Ci stiamo ormai avvicinando ad un anno dalla elezione al soglio pontificio di Leone, dopo l’improvvisa morte di Francesco il 21 aprile 2025. Non è facile tratteggiare in poche battute questo inizio di pontificato anche perché parte di esso è stato occupato dalla agenda giubilare. Tuttavia si possono notare alcune note che pongono Prevost in continuità e in discontinuità con Bergoglio.

Certamente ogni Papa ha la sua personalità ed è bene che sia così, tuttavia è innegabile che dal punto di vista caratteriale ci siano affinità più con Benedetto XVI che con Francesco. Tanto Ratzinger faceva fatica a farsi intervistare, dimostrandosi schivo, pacato, misurato nelle parole, quanto lo è Prevost. Anche alcune scelte lo pongono più in sintonia con il successore di Woytila che con il Papa venuto ‘dalla fine del mondo’.

Prima fra tutte la scelta, anche se non ha avuto una vasta eco mediatica – come è giusto che sia -, di riabitare nel Palazzo Apostolico, così come dal punto di vista formale di indossare paramenti che indossò il Papa tedesco. Dalla ‘soffitta’ del Vaticano, se così si può dire, sono stati rispolverate sedie, tronetti, mozzette, mitrie – Prevost ne mette una diversa per ogni celebrazione a differenza di Bergoglio che ne indossava solo una – in uso quando Ratzinger era Papa.

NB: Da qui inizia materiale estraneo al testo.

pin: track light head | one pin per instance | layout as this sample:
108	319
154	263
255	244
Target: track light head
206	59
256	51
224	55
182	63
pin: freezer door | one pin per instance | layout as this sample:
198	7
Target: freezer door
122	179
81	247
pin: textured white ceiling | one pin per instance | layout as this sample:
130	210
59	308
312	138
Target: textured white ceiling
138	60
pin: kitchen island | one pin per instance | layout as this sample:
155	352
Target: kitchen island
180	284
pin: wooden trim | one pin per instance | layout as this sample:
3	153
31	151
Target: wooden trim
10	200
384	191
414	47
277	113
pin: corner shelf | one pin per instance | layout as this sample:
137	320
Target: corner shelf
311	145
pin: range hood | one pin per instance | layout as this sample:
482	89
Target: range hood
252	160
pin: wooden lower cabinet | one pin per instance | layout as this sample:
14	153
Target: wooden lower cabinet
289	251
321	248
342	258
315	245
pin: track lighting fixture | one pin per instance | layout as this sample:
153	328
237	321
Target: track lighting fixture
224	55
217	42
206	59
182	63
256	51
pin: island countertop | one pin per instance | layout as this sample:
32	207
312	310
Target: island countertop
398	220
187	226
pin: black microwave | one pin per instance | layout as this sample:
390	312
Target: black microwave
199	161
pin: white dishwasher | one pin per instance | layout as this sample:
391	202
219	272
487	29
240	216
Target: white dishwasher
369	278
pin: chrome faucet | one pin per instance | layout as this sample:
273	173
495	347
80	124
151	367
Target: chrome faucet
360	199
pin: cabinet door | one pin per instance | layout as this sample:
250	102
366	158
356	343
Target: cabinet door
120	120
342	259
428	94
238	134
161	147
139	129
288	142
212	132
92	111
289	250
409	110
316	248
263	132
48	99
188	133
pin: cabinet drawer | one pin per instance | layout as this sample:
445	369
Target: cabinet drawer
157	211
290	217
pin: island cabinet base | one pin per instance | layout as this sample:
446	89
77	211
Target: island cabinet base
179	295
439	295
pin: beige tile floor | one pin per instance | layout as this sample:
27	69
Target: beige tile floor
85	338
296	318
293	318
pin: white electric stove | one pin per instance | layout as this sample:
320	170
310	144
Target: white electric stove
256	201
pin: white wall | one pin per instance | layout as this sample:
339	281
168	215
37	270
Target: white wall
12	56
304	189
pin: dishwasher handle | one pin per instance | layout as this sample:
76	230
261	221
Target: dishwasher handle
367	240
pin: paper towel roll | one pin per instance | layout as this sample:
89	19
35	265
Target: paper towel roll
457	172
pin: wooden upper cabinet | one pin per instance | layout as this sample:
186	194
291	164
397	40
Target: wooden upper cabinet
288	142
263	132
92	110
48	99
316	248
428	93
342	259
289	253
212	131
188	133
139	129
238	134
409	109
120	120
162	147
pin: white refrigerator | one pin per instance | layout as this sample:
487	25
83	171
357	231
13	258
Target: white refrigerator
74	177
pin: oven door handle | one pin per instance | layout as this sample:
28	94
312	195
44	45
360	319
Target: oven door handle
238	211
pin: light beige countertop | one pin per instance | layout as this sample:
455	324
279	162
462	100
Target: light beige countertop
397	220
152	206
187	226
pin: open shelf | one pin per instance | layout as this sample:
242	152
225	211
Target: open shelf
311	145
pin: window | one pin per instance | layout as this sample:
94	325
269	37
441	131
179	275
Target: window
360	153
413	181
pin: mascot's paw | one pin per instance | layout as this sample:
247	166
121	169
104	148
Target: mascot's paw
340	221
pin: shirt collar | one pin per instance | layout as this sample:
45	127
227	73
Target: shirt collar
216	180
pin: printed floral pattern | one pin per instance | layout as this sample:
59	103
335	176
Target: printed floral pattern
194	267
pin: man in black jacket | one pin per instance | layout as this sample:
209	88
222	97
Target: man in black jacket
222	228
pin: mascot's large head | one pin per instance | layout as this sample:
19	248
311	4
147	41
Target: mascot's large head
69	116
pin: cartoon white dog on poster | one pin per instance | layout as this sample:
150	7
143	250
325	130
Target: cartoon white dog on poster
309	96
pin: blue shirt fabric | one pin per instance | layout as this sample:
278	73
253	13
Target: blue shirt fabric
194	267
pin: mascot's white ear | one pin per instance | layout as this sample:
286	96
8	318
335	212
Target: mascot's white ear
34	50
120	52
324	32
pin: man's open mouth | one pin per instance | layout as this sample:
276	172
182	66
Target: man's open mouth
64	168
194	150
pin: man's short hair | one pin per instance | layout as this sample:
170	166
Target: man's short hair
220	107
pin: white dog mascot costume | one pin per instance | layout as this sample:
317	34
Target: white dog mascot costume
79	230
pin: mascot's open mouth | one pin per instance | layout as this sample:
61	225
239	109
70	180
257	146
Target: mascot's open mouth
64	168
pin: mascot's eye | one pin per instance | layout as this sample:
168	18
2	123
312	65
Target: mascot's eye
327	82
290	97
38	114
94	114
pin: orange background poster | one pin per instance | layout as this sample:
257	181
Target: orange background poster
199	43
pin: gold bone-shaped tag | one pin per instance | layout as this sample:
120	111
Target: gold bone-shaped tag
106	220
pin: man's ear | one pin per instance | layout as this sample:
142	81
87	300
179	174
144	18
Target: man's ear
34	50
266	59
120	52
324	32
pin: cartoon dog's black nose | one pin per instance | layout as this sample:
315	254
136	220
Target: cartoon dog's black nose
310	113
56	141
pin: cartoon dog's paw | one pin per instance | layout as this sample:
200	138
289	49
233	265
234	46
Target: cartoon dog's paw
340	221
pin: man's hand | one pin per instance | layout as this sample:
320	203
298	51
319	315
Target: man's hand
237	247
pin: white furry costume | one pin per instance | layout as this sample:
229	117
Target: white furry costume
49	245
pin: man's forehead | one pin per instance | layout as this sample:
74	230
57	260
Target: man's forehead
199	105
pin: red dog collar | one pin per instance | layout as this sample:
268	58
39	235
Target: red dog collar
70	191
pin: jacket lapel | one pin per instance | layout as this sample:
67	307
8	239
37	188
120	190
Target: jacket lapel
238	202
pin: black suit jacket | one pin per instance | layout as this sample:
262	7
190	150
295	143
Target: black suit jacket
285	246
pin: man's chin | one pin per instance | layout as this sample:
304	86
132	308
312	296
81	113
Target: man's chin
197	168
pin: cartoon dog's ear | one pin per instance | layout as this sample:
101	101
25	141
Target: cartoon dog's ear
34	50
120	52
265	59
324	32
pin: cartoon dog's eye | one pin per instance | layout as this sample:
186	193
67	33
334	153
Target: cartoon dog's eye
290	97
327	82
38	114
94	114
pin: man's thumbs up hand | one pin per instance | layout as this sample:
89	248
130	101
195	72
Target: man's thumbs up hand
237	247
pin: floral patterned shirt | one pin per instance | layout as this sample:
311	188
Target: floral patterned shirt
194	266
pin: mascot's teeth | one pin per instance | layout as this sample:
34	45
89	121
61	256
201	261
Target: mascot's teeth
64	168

Il motivo di tutto ciò è chiaro: accontentare quelle porpore legate tanto al Papa polacco quanto a quello tedesco che lo hanno eletto sulla cattedra di Pietro, cardinali che si sono senti messi ai margini da Francesco. Leone ha dichiarato di voler perseguire l’unità e lo fa utilizzando una forma che occorre dirlo non ha un sapore francescano. Anche il viaggio apostolico nel Principato di Monaco, seppure di brevissima durata, non rientra nei criteri di una Chiesa in uscita che va nelle periferie.

Tuttavia c’è nei contenuti dei discorsi, nei documenti del Magistero, nel recente e lungo viaggio in Africa, nel gesto di riunire attorno a dei tavoli il collegio cardinalizio qualcosa che pone Prevost in forte continuità con Bergoglio. Risuonano così tematiche squisitamente francescane, che si tenta peraltro di mettere in pratica. Interessante sotto questo aspetto l’iniziativa di convocare i diversi Presidenti delle Conferenze episcopali nazionali ad ottobre prossimo per verificare insieme la recezione di Amoris laetitia.

Il motivo di tutto ciò è anche qui chiaro: non solo accontentare le porpore legate al Papa argentino, ma anche affrontare le sfide della Chiesa che sono le stesse di Bergoglio. Sembra quasi che non si voglia far rimanere lettere morta quella sinodalità che è l’intuizione più bella e profonda del pontificato di Francesco.

Certo Leone va ancora provato. Da verificare la sua capacità di governare la Chiesa e di tenere unite anime e sensibilità tanto diverse. Tutto fa presagire che questo equilibrio verrà mantenuto quando si tratterà di prendere scelte importanti. C’è infatti da nominare diversi capi dei Dicasteri vaticani che hanno raggiunto i settantacinque anni, ci sono da creare nuovi cardinali, ci sono da nominare vescovi di diocesi importanti nel prossimo futuro, come quella di Milano in Italia.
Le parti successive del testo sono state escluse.